Indeed. Some of the things Mankiw and Taylor say are troubling - they've both made major contributions (and Taylor was very gracious when I met him once) but sometimes it feels like they're twisting things to stay in the good graces of Republican pols. It is hard/impossible to really be a 'value neutral' social scientist, I suppose, especially if you're trying to be a commentator (and sell books) at the same time.
Yea but then keynes showed us models that he thought did apply to the real world and criticized those that didn't. ..... he didn't stand on the fence......... "Oh everyone is right in their own way...lets go to the club and debate politely"
I find it amusing, but also a bit sad, to see economists coming to terms with the fact that they're social scientists. I mean, these kinds of dilemmas about the social sciences (and now and then within the natural sciences) are not unknown, and there has been plenty of articles and books written about them.

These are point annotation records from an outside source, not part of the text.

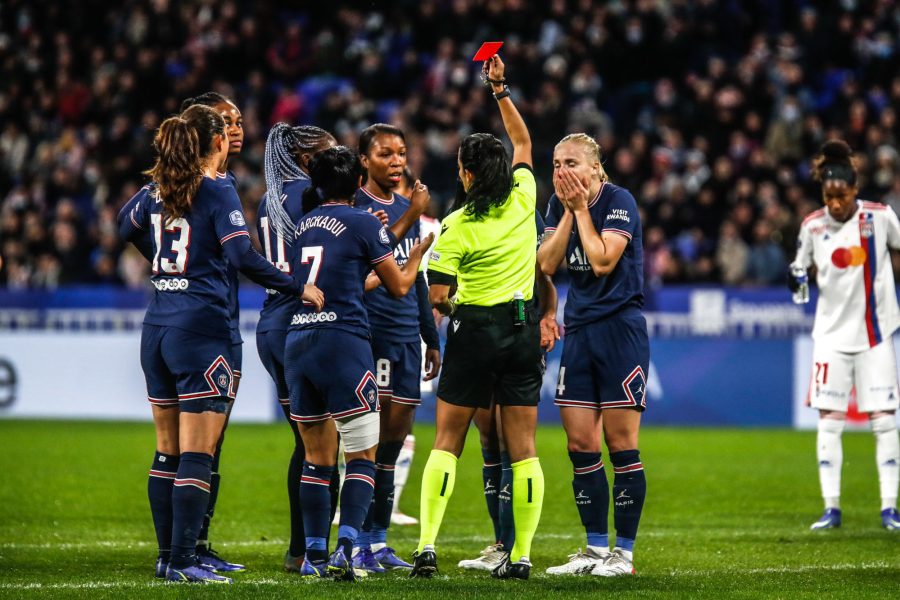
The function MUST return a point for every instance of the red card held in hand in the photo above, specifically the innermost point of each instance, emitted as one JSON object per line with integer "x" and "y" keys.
{"x": 487, "y": 50}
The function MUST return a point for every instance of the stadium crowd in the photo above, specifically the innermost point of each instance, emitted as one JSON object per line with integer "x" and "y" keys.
{"x": 708, "y": 110}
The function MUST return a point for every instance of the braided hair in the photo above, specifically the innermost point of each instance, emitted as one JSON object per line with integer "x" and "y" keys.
{"x": 284, "y": 147}
{"x": 485, "y": 157}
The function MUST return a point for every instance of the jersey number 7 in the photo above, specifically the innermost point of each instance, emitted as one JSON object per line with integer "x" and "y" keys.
{"x": 312, "y": 254}
{"x": 179, "y": 246}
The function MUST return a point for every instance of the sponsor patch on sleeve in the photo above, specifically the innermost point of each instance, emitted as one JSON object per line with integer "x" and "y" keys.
{"x": 237, "y": 218}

The production of knowledge, the influence of power, what type of material gets an arena, reflecting on who you are and what you do, which interests are served, and the limits to what we can say and what we're allowed to say. These are all incredibly important issues that reach far beyond, say, an internal discussion on microfoundations.
Yet all of the literature that exists and the arguments that have been made seem to have passed the economic field by (at least I never see a hint of it even in the writing of liberal economists). Is it because acknowledging that kind of work (much of which springs from critical and post-modern sources) would brand you as a dirty f'n hippie and bar you forever from the kind of respectability that pretending to be a natural science affords? That's what I've started to suspect.